La storia del jazz è piena di enfant terribles, individui maledetti, figure leggendarie che sembrano essere nate per essere protagonisti di storie funeste. Outsiders destinati alla malavita, ma che da essa vengono salvati grazie al loro innato talento. Tony Fruscella era uno di questi.

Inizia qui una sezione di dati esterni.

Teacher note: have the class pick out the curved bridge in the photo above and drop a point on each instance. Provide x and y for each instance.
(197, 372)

Fruscella nacque al Greenwich Village nel 1927, sebbene la sua famiglia appartenesse alla classe operaia italo-americana di quel quartiere, piuttosto che al tessuto sociale bohémien. Trombettista, emerse quasi dal nulla quando, ventitreenne, entrò a far parte del quintetto di Lester Young. Un musicista solitario, un irregolare con cui Lester stabilisce subito un sodalizio non solo artistico, ma anche umano, un’affinità elettiva. A differenza di Young, Fruscella non era un bopper, il suono della sua tromba era largo e orientato verso il registro inferiore dello strumento, spoglio di virtuosismi, con un fraseggio rapido, logico e rigoroso, un po’ alla maniera di Chat
Baker.

Sopraffatto da alcool e droghe, il povero Tony si ammala e, a soli 28 anni, sparisce dalla scena del jazz. Sopravvivrà solo e dimenticato da tutti fino al 1969, senza ricevere riconoscimenti postumi.